Columna publicada en La Tercera, 15.07.2015

La nueva Mayoría ganó inflamando los deseos de grandes sectores de la población, apelando -como la mejor campaña de multitienda- al goce sin costos ni consecuencias. Los certificadores de la credibilidad de este ofertón de reformas fueron una nueva camada de “técnicos”. Ellos nos enseñaron, descalificando a sus pares de la Concertación y de la Alianza, que reformas que parecían irracionales en términos económicos y de justicia eran en realidad una panacea a la que no habíamos accedido únicamente por el bloqueo de “los poderosos de siempre”. Finlandia y Suecia, entonces, parecían a la vuelta de la esquina.

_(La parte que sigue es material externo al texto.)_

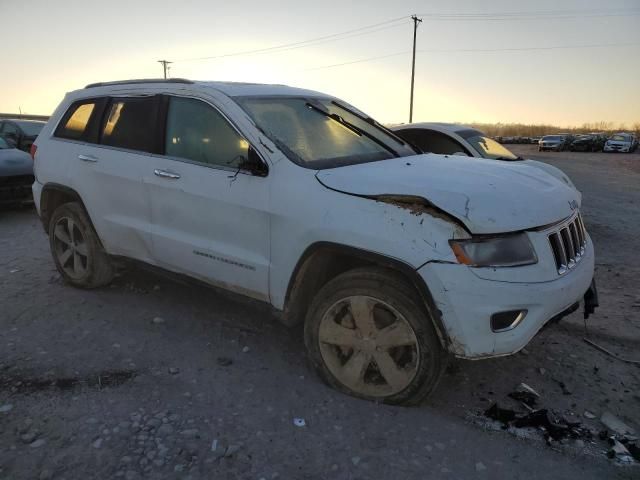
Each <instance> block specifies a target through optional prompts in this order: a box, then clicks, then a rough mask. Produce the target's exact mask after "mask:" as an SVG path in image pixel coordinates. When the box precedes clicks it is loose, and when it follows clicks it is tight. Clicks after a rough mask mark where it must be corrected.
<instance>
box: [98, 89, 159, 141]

Sin embargo, no lo estaban. Luego de un año y algo más de “frenesí legislativo” (que incluye muchas leyes aprobadas al galope con efectos todavía desconocidos), Bachelet reconoció este viernes algo que muchos advirtieron antes: su programa era política y económicamente inviable. No había cómo financiar de manera sustentable todas sus promesas al mismo tiempo, lo que previsiblemente generaría frustración política y otros descalabros. El programa servía para llegar al poder, pero no para gobernar. Todo esto sin posibilidad de culpar del fracaso a un empresariado desarticulado, y mucho menos a la fantasmal oposición.

Ahora bien, ¿por qué intelectuales y especialistas bien formados se prestaron para legitimar un proyecto así? Haciendo a un lado la mera ambición de poder (la conducta humana no se guía sólo por pasiones bajas), se hace notorio que muchos creían estar contribuyendo a construir el socialismo en Chile, luego de años de socialdemocracia aguachenta.

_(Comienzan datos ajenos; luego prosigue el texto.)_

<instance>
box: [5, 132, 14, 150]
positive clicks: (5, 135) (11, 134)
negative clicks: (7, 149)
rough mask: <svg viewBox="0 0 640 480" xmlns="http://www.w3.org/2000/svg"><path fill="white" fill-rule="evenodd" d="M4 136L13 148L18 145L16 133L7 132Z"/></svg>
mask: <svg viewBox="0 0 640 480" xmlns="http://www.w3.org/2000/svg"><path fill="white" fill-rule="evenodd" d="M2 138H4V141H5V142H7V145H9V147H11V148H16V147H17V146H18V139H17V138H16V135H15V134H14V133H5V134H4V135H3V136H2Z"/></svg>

El problema es que eso no es fácil cuando el “sujeto histórico” del momento es una clase media hija del mercado que construye su identidad en torno al consumo. En efecto, aunque a ese sector le seduzca la idea del goce del consumo sin pago, es probable que no lo haga la idea del consumo sin alternativas ni prestigio asociado.

Un segundo problema es que tal como plantea Fernando Atria, las reformas colectivistas podrían comenzar con mayor facilidad allí donde los que tienen más las percibieran como igualmente ventajosas para ellos, fijándose así una punta de playa desde donde ir colectivizando otras áreas. Pero lo complicado es que priorizar esas reformas -como la gratuidad universitaria- no parece justo, por lo regresivas que resultan (razón por la cual los que tienen más las ven, obviamente, como ventajosas), habiendo tantas otras demandas urgentes. Así, se da la paradoja de que lo tácticamente ventajoso para el proyecto socialista es a la vez lo más difícil de defender hoy en el plano de la justicia.

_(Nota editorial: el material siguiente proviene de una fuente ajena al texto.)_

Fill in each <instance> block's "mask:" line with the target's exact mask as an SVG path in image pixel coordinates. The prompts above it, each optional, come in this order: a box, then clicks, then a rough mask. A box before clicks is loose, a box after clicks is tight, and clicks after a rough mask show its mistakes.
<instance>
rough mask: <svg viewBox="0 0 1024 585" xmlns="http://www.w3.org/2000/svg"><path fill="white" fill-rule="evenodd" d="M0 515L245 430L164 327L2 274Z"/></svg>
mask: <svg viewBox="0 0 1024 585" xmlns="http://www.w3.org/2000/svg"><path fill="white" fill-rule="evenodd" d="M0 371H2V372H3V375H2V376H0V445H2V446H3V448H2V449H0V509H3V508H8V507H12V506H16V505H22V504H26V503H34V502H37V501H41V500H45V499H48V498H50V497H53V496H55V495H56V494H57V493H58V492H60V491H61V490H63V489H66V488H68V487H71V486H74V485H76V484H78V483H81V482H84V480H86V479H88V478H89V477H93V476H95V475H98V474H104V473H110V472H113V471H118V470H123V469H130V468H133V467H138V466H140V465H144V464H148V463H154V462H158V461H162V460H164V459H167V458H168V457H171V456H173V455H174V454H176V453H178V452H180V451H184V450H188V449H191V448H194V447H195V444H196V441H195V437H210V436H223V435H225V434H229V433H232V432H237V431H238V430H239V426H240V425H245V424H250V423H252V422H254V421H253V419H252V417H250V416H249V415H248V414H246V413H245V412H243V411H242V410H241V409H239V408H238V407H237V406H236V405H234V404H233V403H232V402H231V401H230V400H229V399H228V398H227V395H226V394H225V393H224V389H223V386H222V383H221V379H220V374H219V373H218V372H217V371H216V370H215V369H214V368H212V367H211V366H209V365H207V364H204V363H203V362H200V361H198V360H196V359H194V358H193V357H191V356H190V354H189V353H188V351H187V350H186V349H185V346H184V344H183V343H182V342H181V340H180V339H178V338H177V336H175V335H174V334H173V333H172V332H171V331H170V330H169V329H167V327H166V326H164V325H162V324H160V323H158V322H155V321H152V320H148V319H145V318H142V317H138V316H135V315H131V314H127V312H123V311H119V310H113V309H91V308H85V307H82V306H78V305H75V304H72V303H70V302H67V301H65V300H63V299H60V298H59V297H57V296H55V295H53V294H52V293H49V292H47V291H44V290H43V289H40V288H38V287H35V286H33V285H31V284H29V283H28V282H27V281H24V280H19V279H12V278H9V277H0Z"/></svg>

La pregunta que queda por contestar luego del paso atrás de Bachelet es qué va a priorizar. Si aquellas reformas pragmáticas que faciliten la vida en el marco de una democracia liberal a la nueva clase media; o bien las reformas programáticas que permitan utilizar el malestar generado por los cambios en la estructura social, para tratar de avanzar hacia el socialismo. Ahora que es evidente que ambas cosas no coinciden habrá que decidir.